Only recently did I have the pleasure of reading the paper Mastering the Game of Go with Deep Neural Networks and Tree Search. As a result, I attempted to write up some notes explaining how AlphaGo works to a non-expert. If you are an expert reading this and you find mistakes in my explanation, please comment. At the time AlphaGo was released, the popular media hype was that the computer just “taught itself” to win. The reality was a bit more nuanced.
At the heart of AlphaGo is the MonteCarlo Search Tree (MCST). To decide on a move, AlphaGo searches this tree: it evaluates each potential move in a given position, simulates the complete game that could occur if it were to take that move, and decides whether it should take this move, given the outcome of the simulation (game won or lost). Considering the dimensions of the Go board (19x19) and all the possible moves, the size of the search space is enormous. AlphaGo uses several machine learning (ML) models to reduce the size of the search space.
The first key element of AlphaGo is a neural network trained using supervised learning (SL). As the baseline network, AlphaGo designers used a neural network akin to those employed for image classification. The input to the network is the 19x19 Go board. They train this network using the records of human expert moves. Roughly, this works as follows: the network selects a move in the given board configuration, compares it with the move that was done in the same configuration by the human, and updates the weights of the network using back propagation. The output of the SL-trained network is a set of probabilities: it attributes the probability of winning the final game to each potential move.
The MonteCarlo Search tree uses the SL-trained network to efficiently find the best move among the myriad of possibilities. The SL network tells it how likely we are to win the game given a particular move, but instead of evaluating all potential moves, we can now evaluate only the ones that have the highest probabilities of winning. That said, when AlphaGo used only the SL-trained network, it could not easily beat humans, because it relied only on human expert strategies. To make AlphaGo more powerful, the designers added another component.
In addition to looking at the winning probabilities of potential moves provided by the SL network, AlphaGo also simulates the outcome of the game after choosing this or that move. The space of all possible game rollouts could be visualized as a tree. Given the selected move, the game could go this or that way depending on the next move selected by the opponent. We already limit the width of the tree by constraining our next potential moves only to the ones considered promising by the SL network. But the depth of such a tree could still be pretty large. The trick that AlphaGo uses to trim the depth is to only consider rollouts with board configurations that are likely to lead to a win. To do that, it needs to estimate the value of a particular board configuration.

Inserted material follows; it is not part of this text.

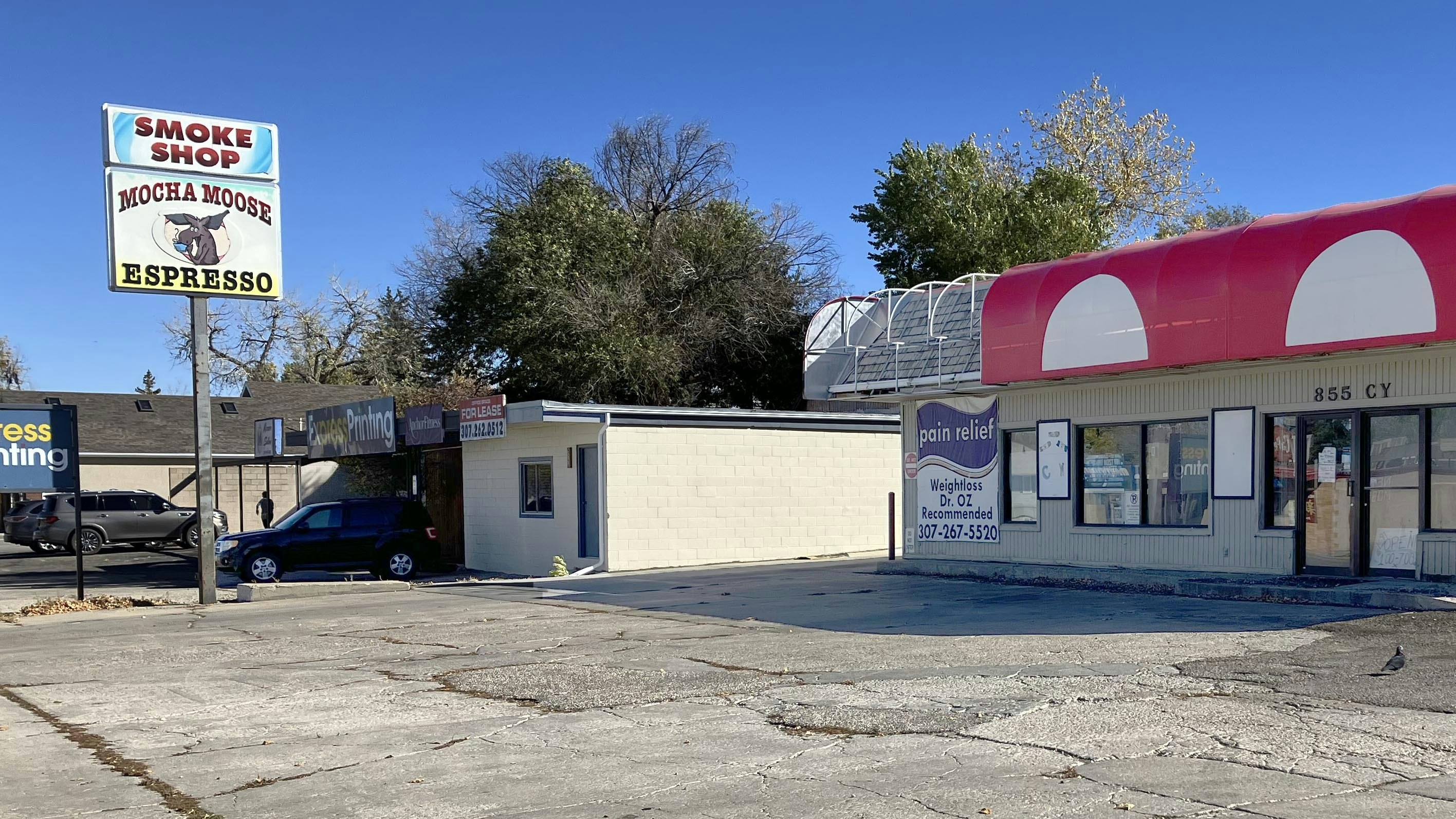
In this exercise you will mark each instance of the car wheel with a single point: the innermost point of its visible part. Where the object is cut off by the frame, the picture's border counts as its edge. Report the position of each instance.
(398, 566)
(92, 541)
(263, 568)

How does AlphaGo estimate the value of a board configuration? This is where the “teaching itself how to win” part comes in. AlphaGo uses another neural network, which the authors call the value network, to predict whether a particular player will win the game given a board configuration. Initially, the authors trained this network using board configurations and outcomes of actual recorded Go games, but this approach made the model “memorize” the outcome of a specific game and unable to generalize to new, unseen, board configurations. To generate better training data, the authors made AlphaGo play against itself dozens of million games. From each game they took just one board configuration and the outcome of the game, and used that as the training data for the value network.
To make those self-played games possible, AlphaGo designers began with the SL-trained network, which played against itself. After the game was over, they used the outcome of the game to update the weights of the SL network, using the approach called reinforcement learning (RL). After each update, the network became a bit better at predicting the outcome of the game. To generate the millions of data points for training the value networks, AlphaGo played against different iterations of the RL-policy, creating the illusion of playing against different experts. This self-play method, which relied on the RL-trained network to produce unbiased training data, resulted in a value network that accurately predicted the outcome of the game in a given board configuration.
Combining the recommendations of SL-trained network and the value network seems to be the secret sauce of AlphaGo. But why? The authors hypothesize that the SL network performed better than the value network “presumably because humans select a diverse beam of promising moves, whereas RL optimizes for the single best move”. On the other hand, the RL-trained value network ended up better predicting the outcome of the game given the board configuration — a task that is very difficult to do for a human.
The design of AlphaGo was more nuanced than just letting the machine to its own devices in unsupervised self-play. The gist of AlphaGo is using ML to reduce an enormous search space. This approach is becoming increasingly more common in other domains, such as searching a large configuration space of computer systems.